The Retry objects will iterate over Context, synchronously, or asynchronously, depending of the nature of the decorated function.

Parameters:
  • tries (int) – the maximum number of iterations (a.k.a.: tries, function calls) to perform before exhaustion. A negative value means infinite. 0 is forbidden, since it would mean “don’t run” at all.

  • delay (int | float) – the initial number of seconds to wait between two iterations. It must be non-negative. Default is 0 (no delay).

  • update_delay (Callable[[int | float], int | float]) – a function that will produce the next value of delay value. Can be anything as long as it produces a positive number when called.

  • max_delay (UnionType[int, float, None]) – the maximum value allowed for delay. If None (the default), then delay is unlimited. Cannot be negative.

  • min_delay (int | float) – the minimum value allowed for delay. Cannot be negative. Default is 0.

  • logger (Logger) – the logging.Logger object to which the log messages will be sent to.

Raises:

ValueError – if tries, min_delay or max_delay have incorrect values.

__iter__()

Returns a generator that perform sleep (using regular time.sleep()) between iterations in order to induce delay as instructed.

Return type:

Generator[None, None, None]

async __aiter__()

Returns a asynchronous generator that perform sleep through asyncio.sleep() between iterations in order to induce delay as instructed.

Return type:

AsyncGenerator[None, None]

DEFAULT_LOGGER: Final[Logger] = <Logger kaioretry.context (WARNING)>

The logging.Logger object that will be used if none are provided to the constructor.

Misc Types

Kaioretry helper types

class kaioretry.types.AioretryProtocol(*args, **kwargs)

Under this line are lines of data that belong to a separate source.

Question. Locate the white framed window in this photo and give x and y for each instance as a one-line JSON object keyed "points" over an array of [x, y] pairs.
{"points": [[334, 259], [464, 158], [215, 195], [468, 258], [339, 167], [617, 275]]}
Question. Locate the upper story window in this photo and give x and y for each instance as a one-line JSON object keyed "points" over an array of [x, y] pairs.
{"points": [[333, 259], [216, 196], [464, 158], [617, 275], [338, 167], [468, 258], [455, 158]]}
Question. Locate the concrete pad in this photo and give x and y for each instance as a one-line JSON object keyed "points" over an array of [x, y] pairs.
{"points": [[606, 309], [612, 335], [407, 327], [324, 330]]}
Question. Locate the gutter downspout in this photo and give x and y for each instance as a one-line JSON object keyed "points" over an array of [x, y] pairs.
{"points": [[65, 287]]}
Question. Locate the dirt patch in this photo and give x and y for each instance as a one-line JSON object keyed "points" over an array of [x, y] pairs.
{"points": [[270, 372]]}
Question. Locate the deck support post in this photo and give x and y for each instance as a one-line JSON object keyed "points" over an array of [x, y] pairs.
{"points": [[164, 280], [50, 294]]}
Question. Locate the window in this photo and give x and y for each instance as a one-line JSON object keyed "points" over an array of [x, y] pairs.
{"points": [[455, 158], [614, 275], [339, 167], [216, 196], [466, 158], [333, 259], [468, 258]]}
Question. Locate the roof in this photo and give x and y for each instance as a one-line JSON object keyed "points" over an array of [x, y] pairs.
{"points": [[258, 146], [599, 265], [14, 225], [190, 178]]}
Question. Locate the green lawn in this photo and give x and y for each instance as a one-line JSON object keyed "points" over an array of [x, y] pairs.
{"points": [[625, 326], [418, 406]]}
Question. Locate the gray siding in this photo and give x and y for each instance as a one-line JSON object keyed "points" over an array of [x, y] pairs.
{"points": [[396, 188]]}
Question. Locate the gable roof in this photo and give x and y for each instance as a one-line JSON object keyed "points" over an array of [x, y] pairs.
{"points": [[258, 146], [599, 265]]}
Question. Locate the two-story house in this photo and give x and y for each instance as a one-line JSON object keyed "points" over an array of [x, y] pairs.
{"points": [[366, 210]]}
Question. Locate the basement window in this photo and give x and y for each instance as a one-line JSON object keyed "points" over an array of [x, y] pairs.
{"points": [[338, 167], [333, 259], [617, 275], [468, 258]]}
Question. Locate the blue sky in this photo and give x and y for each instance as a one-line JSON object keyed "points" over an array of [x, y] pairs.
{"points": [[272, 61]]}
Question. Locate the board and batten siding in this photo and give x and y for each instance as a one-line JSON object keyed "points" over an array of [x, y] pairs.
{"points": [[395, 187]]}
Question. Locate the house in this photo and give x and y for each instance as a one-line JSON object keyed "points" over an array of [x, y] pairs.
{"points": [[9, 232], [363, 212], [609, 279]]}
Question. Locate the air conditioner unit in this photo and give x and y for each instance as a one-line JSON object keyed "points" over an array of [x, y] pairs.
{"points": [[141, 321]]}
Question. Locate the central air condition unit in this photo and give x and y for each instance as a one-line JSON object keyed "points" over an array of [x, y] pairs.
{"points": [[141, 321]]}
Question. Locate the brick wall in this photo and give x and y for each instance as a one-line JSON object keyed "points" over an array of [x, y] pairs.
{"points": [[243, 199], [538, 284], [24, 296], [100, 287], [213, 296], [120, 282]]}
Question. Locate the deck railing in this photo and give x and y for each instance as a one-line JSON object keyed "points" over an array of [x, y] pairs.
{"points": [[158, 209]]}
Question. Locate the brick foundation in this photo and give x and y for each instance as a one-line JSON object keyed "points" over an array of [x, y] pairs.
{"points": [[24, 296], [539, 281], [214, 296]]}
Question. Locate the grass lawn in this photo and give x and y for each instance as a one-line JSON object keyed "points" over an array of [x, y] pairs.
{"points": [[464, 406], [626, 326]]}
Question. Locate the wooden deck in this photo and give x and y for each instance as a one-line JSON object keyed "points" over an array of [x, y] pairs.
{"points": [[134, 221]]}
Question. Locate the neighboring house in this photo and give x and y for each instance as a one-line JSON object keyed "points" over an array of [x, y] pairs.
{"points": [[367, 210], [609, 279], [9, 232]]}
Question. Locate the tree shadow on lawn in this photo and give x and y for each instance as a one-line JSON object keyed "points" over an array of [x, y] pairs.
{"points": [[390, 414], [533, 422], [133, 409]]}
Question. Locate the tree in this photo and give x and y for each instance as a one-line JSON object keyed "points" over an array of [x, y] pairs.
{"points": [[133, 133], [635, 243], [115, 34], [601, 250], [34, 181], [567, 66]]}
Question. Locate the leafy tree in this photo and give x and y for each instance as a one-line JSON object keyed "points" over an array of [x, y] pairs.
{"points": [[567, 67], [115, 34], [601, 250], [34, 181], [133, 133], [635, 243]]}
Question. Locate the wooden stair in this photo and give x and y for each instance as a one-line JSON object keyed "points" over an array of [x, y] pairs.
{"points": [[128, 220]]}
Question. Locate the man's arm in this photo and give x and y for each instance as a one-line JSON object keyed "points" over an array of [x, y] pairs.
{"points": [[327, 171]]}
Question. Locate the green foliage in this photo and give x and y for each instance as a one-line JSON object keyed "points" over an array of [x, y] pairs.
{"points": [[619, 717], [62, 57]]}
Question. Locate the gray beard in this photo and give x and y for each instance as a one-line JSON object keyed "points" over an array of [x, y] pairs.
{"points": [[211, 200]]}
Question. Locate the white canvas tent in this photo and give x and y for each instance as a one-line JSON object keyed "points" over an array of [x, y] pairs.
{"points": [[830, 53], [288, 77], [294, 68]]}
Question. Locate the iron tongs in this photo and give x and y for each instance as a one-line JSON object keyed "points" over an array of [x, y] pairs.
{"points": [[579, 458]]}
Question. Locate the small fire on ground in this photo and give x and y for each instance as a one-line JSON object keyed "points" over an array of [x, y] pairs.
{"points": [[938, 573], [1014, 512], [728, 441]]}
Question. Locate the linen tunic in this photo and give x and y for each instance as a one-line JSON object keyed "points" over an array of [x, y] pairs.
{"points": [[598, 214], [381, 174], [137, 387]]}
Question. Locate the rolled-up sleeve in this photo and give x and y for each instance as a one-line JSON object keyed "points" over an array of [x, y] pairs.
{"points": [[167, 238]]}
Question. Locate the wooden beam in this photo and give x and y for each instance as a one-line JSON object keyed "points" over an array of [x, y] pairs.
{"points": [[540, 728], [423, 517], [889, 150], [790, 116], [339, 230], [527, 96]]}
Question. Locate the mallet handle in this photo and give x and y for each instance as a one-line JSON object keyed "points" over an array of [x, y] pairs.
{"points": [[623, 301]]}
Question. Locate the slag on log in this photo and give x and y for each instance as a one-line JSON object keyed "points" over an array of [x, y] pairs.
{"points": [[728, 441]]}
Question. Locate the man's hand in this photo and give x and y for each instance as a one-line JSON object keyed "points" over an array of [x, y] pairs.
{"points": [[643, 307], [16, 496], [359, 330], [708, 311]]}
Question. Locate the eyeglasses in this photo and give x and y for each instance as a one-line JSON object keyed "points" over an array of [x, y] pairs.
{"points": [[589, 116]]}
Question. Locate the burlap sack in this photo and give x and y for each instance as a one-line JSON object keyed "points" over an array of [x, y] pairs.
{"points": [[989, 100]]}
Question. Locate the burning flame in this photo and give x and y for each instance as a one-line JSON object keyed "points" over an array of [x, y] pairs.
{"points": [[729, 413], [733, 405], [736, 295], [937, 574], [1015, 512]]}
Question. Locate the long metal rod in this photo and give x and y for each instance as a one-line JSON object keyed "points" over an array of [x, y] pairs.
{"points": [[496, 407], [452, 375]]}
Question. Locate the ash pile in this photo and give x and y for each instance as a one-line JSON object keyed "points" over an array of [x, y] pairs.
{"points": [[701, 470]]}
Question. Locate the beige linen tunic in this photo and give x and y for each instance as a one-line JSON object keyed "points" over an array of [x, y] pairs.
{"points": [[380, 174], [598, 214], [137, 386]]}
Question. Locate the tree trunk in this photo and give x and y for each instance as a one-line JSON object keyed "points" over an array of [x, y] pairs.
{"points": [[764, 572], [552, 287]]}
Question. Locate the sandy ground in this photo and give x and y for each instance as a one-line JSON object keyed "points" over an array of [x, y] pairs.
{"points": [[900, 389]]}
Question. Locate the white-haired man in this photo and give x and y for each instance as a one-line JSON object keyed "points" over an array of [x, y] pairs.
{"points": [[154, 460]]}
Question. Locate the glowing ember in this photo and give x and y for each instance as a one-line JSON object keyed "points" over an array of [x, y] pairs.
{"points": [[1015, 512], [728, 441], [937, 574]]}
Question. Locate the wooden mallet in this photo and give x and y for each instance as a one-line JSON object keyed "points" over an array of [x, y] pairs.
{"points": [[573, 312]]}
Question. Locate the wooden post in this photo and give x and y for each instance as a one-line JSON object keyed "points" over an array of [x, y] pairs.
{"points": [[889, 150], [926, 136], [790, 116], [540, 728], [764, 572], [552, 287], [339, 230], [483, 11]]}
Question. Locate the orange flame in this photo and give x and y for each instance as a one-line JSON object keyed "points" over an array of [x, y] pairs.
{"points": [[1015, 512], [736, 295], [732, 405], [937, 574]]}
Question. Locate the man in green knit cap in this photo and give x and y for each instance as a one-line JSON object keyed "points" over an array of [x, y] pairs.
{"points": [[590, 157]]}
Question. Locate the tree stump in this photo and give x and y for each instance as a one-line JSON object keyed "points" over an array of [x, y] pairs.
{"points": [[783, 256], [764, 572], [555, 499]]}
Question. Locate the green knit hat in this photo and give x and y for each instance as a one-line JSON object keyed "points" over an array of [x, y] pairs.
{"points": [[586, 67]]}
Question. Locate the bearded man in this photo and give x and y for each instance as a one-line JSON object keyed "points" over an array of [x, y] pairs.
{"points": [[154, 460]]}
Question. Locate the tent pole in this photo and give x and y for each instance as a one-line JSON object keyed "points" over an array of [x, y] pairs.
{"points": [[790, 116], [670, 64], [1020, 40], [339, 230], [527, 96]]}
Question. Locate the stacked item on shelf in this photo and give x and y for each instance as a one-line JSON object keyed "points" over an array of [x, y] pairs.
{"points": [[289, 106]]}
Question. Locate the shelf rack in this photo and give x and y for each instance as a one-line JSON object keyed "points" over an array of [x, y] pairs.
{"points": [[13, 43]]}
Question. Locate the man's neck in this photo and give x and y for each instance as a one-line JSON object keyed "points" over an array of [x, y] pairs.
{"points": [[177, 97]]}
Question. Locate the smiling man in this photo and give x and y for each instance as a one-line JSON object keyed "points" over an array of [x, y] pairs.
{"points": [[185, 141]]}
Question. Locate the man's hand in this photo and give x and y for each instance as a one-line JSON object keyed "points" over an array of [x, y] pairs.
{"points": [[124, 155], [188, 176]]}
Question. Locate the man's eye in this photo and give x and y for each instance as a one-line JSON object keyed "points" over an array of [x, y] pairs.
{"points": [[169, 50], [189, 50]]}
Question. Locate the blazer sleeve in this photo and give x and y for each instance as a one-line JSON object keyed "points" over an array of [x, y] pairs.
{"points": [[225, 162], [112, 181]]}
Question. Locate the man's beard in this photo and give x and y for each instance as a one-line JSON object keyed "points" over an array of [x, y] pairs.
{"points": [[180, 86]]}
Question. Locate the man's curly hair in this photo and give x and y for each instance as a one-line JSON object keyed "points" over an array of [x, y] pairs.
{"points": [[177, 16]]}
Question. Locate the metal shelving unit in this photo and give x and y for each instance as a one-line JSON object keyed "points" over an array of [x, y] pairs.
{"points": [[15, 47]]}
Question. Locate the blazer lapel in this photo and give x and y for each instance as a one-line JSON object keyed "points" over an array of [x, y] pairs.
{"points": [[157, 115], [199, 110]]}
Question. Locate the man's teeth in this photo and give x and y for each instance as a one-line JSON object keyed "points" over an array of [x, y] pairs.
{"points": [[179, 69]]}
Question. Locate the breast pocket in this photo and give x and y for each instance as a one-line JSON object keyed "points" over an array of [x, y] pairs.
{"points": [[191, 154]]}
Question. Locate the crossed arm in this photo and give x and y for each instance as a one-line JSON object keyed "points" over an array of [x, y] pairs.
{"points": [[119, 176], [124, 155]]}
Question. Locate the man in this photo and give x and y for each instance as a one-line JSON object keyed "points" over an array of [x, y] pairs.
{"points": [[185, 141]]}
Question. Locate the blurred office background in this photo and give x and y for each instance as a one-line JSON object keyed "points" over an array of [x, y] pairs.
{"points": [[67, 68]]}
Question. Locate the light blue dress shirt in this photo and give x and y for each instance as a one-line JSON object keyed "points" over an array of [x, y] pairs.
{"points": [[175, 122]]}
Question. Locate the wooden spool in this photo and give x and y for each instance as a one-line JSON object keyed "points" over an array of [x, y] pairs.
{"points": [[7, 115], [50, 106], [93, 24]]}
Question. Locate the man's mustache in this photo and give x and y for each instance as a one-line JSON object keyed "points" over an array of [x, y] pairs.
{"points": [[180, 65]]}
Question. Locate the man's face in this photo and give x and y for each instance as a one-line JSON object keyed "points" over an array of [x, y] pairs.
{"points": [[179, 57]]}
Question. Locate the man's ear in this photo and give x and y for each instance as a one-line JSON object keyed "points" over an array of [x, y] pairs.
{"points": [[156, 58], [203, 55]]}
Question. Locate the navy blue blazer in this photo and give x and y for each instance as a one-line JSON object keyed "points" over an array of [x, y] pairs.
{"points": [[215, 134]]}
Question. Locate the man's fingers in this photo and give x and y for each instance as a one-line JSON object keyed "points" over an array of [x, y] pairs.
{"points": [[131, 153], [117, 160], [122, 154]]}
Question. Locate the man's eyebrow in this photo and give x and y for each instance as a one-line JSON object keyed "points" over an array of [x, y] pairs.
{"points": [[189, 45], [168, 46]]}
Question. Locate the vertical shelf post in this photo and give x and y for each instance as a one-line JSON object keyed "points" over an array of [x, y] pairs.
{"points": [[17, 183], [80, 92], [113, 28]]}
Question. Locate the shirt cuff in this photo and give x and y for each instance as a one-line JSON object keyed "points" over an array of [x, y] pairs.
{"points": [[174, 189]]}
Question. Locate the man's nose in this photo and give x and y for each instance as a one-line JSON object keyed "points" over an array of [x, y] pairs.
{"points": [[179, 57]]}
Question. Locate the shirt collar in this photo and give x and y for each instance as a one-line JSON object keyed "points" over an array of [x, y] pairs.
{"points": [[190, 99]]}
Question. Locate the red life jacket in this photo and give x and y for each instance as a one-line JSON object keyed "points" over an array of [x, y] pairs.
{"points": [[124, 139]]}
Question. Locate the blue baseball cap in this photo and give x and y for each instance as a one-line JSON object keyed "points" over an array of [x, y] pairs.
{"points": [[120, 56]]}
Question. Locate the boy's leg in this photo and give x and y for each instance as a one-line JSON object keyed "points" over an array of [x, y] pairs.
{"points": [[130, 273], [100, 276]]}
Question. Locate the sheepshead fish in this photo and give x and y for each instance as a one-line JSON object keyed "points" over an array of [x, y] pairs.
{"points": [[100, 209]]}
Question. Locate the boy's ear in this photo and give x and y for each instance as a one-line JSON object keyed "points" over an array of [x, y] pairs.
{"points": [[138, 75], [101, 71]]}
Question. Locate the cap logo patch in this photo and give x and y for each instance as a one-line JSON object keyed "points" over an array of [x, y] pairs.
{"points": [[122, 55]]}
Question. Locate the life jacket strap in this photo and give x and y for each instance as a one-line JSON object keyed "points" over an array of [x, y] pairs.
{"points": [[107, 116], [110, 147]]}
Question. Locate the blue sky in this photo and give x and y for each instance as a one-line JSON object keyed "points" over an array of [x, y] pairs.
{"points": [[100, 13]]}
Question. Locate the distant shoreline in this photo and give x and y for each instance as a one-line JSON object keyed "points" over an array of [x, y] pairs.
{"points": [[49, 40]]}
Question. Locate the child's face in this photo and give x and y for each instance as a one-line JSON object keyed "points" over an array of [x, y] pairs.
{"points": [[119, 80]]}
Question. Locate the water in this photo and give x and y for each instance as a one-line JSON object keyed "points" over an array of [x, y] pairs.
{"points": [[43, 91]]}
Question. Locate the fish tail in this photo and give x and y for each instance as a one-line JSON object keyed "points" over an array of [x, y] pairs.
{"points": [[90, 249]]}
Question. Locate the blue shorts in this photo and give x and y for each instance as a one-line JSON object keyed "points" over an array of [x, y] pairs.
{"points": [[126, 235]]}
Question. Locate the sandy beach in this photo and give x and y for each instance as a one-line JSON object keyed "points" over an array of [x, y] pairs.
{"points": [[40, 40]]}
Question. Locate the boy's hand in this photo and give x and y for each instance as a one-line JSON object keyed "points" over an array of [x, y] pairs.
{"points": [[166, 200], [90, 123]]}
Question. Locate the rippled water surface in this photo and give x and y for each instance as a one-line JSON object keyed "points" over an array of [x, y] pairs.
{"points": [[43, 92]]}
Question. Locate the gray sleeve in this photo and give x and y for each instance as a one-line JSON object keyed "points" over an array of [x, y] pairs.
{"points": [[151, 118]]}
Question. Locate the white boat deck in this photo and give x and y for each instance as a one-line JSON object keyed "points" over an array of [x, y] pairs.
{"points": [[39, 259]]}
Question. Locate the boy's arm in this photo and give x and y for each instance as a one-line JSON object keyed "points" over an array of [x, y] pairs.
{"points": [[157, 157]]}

The typing.Protocol describing the behaviour of the aioretry() decorator.

__call__(func)

When called (to decorate a function), an aioretry decorator will…

Parameters:

func (Callable[[ParamSpec(FuncParam)], Awaitable[TypeVar(FuncRetVal)]] | Callable[[ParamSpec(FuncParam)], TypeVar(FuncRetVal)]) – … take a function as input…

Return type:

Callable[[ParamSpec(FuncParam)], Coroutine[None, None, TypeVar(FuncRetVal)]]

Returns:

… and,

  • if func returns an Awaitable, then return a same-signature same-type coroutine function.

  • If func does not, then return a same-signature coroutine function that, once awaited, return func original return value.